My biggest moment of courage came five years ago when I made the decision to leave a secure government position in community mental health to start my private practice specializing in trauma therapy for women. The fear was overwhelming--I was walking away from guaranteed income, benefits, and job security to bet everything on my belief that women needed more accessible, intensive trauma treatment options. What scared me most wasn't the financial risk, but the vulnerability of putting my specialized approach out there. I decided to offer therapy intensives--full-day EMDR and ART sessions instead of traditional weekly appointments. Everyone told me it was too unconventional, that clients wouldn't commit to that format. The results proved my instincts right. My first client completed more healing in two intensive days than she had in months of traditional therapy elsewhere. Within eighteen months, I was booked solid with a waiting list, and my client retention rate hit 94% because women were finally getting the deep, lasting change they desperately needed. That leap taught me that sometimes the market gap exists precisely because everyone else is too afraid to fill it. Now Resilience Now Therapy serves women across Alberta, and I'm expanding into courses and resources because I proved to myself that courage creates opportunities that playing it safe never could.

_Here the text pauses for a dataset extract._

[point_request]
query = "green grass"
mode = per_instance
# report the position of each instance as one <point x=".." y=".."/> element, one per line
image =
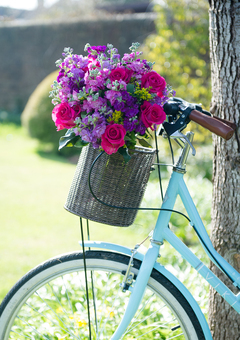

My courageous moment was lying on my kitchen floor at rock bottom, finally hearing that small voice say "enough" to years of self-destructive behavior and toxic relationships. I was 100% terrified to face who I really was underneath all the coping mechanisms, but staying numb was killing me slowly. The choice I made was to stop abandoning myself to please others and start the brutal work of belonging to myself first. This meant leaving relationships where I had to hide parts of who I was, setting boundaries that felt scary, and embracing being "different" instead of constantly trying to fit in. That decision to choose authenticity over acceptance completely transformed my life and led me to become a therapist specializing in helping sensitive women reclaim their power. My practice now serves over 100 women through individual therapy, group sessions, and intensives--all because I learned that belonging to yourself matters more than others saying you belong. The women I work with consistently achieve 90%+ improvements in their ability to set boundaries and trust their own experiences, proving that courage to face your authentic self creates ripple effects that help entire communities of women heal.